PRINCIPLE 9: NOTEBOOK EDITION
We hold that the child’s mind is no mere sac to hold ideas; but is rather, if the figure may be allowed, a spiritual organism, with an appetite for all knowledge. This is its proper diet, with which it is prepared to deal; and which it can digest and assimilate as the body does foodstuffs.
Let’s discuss these two illustrations Mason gives us to understand different ways of considering and educating a child: what is the difference between a ‘mere sac’ and a ‘spiritual organism’?
If I put a tasty red apple in a sack, what kind of response might I expect from the sack? Would you say it has a desire to be filled? Does it do anything with what it’s given?—transform it, use it? Is the sack changed by the experience? A sack is rather passive, isn’t it? Things you put in it come out exactly the same way you put it in, and it doesn’t make much difference to the sack.
If you had this view of the student and education, what kind of tools would you use to assess their learning, or take inventory of what’s in the sack?
As Mason expressed it in more delicate Victorian terms, most students today are given undigestible forms of knowledge which they then throw-up on a test.
Now let’s picture the student as a living organism. How will most children respond when you offer them a sweet, juicy, crunchy apple? Does a living organism have an appetite, a desire for food? What happens when it eats? Does the apple just sit there? What happens to the apple?—isn’t it translated through an active and complex process of digestion and assimilation into life and energy?

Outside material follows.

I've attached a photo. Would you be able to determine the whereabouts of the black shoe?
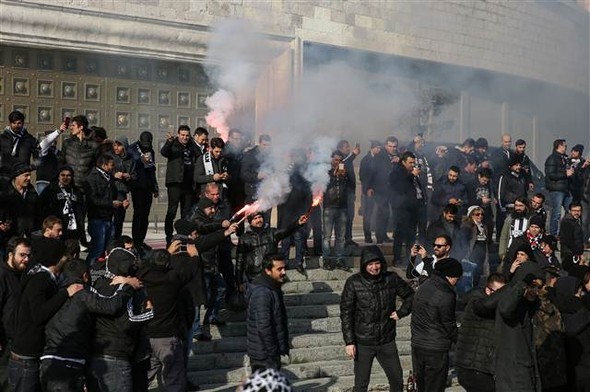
[195,333,211,342]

With this understanding of the student and education, does the worksheet remain a realistic and useful way to assess student learning?

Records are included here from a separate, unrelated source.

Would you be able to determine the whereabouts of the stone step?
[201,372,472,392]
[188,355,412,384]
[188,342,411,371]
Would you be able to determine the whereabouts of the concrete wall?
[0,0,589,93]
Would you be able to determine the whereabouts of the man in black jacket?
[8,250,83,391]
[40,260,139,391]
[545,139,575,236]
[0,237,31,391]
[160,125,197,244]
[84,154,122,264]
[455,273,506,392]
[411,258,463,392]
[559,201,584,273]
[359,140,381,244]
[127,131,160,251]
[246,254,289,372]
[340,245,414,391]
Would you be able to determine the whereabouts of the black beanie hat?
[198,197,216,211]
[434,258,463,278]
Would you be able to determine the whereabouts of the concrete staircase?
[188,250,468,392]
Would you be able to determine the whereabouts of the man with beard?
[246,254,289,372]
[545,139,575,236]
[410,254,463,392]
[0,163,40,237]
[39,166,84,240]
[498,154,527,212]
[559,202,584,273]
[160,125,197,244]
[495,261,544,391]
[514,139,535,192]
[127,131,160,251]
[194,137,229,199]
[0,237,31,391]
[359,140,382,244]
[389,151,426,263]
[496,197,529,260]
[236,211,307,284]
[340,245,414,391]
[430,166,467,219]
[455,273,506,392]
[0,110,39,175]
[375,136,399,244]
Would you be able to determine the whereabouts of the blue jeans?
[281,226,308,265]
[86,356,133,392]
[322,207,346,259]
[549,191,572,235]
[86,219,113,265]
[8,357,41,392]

A notebook, with its blank pages, does provide such a way. It is an example of what Mason called ‘forms of vitality’—in other words ‘signs of life,’ or, in another phrase by Charlotte Mason, ‘the evidence of things not seen.’ Notebooks are a physical, or visible, expression of the active and largely internal, work of education.
They’re also the physical or visible expression of the teacher’s recognition of the child’s appetite for knowledge {curiosity}, and his ability to deal directly with it. It’s easy to say ‘Children are born persons’; it’s not always easy to know what to do with that, right?
Contrast the worksheet, with its many directives and prods, and the blank page of a notebook, ready for your sketches or writing. What would the difference say to you as a student? {What do they say about the material? What do they say about knowledge? What does it say about you? Where does the onus of education fall, in one and in the other?}
In her book Bestvater will invite us to think: What are we telling the child about himself and the value of what he is doing when we assign teacher- and school-centered worksheets that get thrown away at the end of the year {by teacher- and school-centered, I mean that it is designed to provided fodder for grades and statistics, and actually has very little to do with the child}. What do we say to the child about himself and the importance of the work he is doing when we give him a notebook in which to record and treasure his unique encounters with knowledge?